From clue to golden record
To become a golden record, the clue has to go through processing, which consists of two steps: data part processing and golden record processing. On this stage, the actions are applied across all data sources in CluedIn. This means that the system analyzes the existing golden records and determines whether the current record should create a new golden record or become a part of another golden record.
During data part processing, CluedIn analyzes the clue and turns it into a data part by applying the semantic layer. One clue always produces one data part. Often, data parts have the same vocabulary keys as the corresponding clues. However, there might be cases when the vocabulary keys are different due to vocabulary key mapping in the data catalogue.

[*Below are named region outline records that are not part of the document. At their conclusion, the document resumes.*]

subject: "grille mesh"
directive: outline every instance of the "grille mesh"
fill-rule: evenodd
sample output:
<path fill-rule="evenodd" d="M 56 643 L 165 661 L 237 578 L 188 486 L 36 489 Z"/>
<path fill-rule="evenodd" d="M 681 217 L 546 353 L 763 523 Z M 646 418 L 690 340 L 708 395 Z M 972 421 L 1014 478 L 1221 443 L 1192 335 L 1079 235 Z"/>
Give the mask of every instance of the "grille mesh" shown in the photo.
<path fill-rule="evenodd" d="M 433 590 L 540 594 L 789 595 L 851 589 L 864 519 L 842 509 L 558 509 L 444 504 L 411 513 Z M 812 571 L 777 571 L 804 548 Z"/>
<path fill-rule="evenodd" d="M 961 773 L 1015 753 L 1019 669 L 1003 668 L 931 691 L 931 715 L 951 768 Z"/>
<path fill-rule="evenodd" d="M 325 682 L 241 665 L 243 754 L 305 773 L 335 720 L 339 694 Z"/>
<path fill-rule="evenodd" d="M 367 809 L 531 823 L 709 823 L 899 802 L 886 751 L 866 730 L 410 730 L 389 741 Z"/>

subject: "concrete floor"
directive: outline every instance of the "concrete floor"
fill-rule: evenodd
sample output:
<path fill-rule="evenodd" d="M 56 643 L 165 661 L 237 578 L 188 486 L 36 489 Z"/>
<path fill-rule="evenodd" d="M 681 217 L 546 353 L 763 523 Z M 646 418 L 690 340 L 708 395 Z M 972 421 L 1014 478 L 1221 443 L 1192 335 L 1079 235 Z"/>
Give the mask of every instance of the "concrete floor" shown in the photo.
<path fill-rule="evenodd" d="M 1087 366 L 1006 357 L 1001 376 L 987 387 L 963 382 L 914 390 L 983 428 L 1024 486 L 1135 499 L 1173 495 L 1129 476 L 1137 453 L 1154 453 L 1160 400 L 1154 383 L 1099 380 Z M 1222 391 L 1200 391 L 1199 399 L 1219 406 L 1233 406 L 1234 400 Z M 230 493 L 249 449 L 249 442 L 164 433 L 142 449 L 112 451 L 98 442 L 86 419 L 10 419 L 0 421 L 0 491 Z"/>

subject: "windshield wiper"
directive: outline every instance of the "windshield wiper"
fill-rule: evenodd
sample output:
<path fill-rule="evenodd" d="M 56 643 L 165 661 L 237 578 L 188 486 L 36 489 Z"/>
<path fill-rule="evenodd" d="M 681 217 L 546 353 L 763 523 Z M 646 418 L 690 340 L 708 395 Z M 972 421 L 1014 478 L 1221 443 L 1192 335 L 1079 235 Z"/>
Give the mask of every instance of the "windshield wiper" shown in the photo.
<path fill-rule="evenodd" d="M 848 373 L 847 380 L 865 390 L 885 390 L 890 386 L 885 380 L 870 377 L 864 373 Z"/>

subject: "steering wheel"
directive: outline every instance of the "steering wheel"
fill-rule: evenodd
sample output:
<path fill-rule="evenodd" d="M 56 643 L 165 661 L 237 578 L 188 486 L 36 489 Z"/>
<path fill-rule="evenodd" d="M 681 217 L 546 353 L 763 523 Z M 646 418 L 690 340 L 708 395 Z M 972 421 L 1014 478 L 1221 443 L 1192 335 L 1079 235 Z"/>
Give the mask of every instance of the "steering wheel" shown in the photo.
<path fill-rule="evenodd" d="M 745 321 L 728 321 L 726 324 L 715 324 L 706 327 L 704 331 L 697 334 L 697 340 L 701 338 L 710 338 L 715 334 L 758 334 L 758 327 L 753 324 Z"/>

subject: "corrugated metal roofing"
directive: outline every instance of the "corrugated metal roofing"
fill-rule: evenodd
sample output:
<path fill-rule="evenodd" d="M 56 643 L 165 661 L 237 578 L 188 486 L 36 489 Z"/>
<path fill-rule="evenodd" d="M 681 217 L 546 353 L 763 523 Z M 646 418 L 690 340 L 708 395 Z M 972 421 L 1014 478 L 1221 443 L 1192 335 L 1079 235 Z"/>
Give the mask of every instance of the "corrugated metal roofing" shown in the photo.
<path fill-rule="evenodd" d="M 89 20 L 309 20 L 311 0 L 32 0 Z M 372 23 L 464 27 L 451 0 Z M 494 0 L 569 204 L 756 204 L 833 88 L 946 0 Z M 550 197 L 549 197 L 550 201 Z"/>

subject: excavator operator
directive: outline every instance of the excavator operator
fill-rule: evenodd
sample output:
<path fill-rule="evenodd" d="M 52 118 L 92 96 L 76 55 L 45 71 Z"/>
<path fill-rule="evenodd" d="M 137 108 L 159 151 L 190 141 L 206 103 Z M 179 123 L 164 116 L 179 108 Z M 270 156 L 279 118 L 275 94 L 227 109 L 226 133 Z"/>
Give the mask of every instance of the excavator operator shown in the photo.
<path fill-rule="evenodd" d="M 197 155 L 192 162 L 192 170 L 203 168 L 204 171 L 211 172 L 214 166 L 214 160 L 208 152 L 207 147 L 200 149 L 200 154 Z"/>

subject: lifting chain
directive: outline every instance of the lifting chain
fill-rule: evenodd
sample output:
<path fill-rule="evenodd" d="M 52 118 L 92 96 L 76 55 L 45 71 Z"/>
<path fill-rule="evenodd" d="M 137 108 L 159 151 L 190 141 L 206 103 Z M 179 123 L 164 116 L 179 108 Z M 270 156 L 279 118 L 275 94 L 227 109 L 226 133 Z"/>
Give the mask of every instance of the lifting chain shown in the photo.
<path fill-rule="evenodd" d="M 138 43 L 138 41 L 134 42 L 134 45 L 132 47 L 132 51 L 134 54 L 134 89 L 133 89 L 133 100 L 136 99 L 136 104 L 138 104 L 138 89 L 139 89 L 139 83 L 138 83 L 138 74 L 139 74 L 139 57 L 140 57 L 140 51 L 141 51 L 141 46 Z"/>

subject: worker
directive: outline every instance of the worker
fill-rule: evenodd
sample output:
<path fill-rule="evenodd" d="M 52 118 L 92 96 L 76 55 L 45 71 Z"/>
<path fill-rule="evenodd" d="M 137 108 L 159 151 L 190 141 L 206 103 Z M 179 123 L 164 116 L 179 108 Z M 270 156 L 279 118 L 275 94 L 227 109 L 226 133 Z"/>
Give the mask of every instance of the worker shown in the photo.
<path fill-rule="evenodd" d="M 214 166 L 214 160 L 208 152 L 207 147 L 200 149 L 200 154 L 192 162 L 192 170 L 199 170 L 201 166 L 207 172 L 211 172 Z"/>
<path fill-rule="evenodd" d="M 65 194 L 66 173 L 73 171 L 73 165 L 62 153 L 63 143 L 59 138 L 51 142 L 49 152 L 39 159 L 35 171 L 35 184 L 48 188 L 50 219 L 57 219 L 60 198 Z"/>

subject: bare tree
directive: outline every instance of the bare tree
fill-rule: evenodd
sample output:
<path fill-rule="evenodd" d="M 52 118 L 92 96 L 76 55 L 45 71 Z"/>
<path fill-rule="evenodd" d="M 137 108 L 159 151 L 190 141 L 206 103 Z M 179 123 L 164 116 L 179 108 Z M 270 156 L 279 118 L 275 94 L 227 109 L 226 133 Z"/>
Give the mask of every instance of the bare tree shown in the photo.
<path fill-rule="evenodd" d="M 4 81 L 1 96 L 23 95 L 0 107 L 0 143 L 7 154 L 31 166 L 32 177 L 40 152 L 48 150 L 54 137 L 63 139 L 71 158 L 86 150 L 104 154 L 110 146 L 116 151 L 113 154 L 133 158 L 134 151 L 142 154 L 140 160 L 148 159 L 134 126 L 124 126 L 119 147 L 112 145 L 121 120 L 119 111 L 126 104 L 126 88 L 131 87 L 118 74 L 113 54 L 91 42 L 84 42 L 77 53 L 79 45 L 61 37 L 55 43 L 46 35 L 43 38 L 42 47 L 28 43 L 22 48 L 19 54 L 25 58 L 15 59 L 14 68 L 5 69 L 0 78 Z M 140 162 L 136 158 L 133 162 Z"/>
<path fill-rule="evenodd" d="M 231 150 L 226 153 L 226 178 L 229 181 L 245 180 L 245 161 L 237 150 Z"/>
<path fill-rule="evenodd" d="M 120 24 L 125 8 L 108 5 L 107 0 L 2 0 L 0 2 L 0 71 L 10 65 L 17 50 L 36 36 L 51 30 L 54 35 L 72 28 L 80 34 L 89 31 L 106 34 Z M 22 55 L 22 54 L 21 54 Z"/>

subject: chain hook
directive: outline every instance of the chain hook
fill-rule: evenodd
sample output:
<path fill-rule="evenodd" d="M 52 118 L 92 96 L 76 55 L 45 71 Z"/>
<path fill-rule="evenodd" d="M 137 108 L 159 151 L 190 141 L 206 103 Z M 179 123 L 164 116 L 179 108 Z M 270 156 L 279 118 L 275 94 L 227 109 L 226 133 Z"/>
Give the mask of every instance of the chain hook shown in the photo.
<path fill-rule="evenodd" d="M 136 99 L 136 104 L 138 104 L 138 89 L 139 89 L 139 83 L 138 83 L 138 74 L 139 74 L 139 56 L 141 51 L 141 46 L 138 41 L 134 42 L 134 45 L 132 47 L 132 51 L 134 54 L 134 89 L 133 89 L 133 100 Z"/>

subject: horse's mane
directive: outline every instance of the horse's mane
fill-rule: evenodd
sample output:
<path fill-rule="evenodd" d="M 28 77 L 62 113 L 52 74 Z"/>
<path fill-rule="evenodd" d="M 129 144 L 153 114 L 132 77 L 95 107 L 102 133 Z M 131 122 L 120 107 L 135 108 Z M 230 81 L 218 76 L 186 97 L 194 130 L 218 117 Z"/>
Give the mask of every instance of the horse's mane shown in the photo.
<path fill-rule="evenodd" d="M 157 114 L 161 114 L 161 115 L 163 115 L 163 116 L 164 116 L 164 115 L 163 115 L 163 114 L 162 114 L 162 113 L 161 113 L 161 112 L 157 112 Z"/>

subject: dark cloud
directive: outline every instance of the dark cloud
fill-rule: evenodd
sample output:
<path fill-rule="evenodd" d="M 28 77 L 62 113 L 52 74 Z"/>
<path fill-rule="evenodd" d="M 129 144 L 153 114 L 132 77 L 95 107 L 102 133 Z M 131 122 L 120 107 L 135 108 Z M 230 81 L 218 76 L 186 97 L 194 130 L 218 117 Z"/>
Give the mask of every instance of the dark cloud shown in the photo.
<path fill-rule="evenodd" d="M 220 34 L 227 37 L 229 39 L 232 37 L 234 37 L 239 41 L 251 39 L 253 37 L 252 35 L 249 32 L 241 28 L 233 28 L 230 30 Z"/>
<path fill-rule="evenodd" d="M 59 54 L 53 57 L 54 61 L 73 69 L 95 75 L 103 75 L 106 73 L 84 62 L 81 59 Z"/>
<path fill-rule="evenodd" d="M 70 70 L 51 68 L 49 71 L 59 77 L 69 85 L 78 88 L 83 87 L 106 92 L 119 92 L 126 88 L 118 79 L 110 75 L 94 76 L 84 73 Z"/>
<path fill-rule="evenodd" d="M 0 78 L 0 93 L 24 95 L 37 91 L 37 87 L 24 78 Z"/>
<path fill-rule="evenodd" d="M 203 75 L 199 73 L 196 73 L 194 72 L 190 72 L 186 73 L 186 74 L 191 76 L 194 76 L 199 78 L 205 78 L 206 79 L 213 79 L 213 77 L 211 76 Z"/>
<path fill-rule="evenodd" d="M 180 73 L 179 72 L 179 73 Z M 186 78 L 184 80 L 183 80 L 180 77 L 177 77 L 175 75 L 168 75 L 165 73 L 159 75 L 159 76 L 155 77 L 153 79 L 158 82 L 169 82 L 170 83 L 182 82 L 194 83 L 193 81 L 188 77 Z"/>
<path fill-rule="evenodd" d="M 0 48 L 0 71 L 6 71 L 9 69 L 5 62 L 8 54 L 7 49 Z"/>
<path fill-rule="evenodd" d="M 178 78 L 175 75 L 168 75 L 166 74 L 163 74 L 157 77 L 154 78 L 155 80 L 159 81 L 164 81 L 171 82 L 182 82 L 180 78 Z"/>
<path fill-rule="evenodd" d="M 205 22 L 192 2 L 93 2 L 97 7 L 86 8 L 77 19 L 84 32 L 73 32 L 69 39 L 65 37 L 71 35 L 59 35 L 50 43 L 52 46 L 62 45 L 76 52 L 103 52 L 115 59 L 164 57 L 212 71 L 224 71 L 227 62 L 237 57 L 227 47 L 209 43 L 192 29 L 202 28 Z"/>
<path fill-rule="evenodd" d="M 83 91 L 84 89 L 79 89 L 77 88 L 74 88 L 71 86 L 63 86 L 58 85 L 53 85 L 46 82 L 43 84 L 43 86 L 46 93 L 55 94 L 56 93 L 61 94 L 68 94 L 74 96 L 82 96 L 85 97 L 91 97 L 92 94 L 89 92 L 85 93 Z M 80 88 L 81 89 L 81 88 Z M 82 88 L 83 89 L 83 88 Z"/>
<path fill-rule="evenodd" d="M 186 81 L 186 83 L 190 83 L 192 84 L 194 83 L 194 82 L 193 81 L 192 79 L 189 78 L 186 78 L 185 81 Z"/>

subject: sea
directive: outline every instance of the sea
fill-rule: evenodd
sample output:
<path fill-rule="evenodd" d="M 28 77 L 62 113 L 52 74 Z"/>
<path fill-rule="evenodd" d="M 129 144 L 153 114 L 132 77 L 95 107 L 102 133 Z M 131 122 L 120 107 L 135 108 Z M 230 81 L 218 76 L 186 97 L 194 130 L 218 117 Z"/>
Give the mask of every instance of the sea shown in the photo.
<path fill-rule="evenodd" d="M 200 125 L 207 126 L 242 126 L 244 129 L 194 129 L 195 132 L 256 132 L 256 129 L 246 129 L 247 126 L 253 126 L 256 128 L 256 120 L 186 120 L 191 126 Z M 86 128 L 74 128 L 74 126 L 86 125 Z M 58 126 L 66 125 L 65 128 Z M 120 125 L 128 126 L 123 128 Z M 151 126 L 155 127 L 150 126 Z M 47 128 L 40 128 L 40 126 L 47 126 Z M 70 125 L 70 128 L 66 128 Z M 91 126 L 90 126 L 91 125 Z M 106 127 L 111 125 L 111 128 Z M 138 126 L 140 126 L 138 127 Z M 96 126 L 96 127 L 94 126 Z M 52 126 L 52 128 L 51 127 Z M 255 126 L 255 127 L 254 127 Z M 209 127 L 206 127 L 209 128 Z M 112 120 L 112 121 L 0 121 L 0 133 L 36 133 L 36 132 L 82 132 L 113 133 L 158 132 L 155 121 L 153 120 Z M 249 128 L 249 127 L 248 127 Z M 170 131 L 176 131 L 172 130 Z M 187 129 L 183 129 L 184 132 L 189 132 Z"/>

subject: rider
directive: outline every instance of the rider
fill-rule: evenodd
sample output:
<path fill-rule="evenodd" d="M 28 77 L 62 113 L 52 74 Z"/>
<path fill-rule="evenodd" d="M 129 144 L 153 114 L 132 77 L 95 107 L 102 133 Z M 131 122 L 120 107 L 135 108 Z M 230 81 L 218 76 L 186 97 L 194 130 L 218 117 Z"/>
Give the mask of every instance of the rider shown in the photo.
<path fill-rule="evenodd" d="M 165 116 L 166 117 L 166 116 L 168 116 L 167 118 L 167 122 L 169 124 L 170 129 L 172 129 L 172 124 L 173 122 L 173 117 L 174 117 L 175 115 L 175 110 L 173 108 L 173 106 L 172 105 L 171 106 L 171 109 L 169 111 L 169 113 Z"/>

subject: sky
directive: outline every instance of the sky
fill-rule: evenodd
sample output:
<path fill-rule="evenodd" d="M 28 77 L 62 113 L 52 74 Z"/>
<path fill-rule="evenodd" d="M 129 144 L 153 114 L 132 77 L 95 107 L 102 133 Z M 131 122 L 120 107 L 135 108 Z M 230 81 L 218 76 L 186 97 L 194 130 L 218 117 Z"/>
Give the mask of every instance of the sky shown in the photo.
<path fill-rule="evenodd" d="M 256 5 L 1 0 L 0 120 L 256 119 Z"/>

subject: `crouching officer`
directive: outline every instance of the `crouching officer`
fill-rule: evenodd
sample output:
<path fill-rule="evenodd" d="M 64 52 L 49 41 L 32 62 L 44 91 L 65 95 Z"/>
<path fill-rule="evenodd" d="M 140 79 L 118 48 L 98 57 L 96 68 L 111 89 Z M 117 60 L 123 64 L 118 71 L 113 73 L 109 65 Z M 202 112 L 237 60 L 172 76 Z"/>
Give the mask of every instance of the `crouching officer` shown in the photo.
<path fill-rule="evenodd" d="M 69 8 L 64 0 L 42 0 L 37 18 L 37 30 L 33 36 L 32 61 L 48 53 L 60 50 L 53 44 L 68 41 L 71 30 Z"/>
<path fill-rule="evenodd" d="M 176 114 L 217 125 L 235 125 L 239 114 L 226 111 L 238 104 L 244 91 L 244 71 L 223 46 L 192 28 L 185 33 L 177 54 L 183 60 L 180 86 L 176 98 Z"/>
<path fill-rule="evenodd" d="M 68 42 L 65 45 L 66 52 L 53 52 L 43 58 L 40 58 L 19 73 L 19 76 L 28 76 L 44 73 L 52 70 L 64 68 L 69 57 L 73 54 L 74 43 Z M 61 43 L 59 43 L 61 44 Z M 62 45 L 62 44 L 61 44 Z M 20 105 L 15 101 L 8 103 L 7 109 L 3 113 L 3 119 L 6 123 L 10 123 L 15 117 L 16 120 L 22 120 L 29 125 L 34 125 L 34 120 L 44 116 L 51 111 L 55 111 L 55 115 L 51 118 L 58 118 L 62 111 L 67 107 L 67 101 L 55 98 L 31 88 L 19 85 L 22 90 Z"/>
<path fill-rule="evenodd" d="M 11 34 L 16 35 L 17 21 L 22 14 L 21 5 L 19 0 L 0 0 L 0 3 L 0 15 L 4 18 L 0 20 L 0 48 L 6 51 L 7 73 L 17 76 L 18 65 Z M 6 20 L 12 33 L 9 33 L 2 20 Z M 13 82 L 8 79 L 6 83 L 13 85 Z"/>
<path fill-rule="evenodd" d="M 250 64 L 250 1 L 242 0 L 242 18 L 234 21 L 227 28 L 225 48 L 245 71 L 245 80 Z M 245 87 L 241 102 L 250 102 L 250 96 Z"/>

The data part processing step involves the following actions:
-
Applying data part rules – to modify the values in data parts that come from different sources. Data part rules are mostly used for normalization and transformation of values on the vocabulary key level.
-
Triggering the enrichment – to improve the clues by providing additional details from external services.
-
Merging identical clues by codes – to reduce the number of duplicates in the system by merging clues that have identical entity origin codes or entity codes. For more information, see Codes.
During golden record processing, CluedIn analyzed a data part and determines whether it will produce a new golden record or aggregate into the existing golden record. During this step, the following actions take place:
-
Establishing relations between golden records – to indicate how golden records are related or interact with each other.
-
Applying survivorship rules – to determine which values from the data parts contribute to the golden record.
-
Producing the golden record – to create a new golden record from the data part or aggregate the data part into the existing golden record.
-
Applying golden record rules – to facilitate easy identification and retrieval of golden records within the system (for example, by adding tags). For more information about rules, see Rule types.
The golden records can then be cleaned, deduplicated, and streamed. As a result, you’ll get accurate and reliable master data that you can use for collaboration, reporting, decision-making, and optimizing your business processes.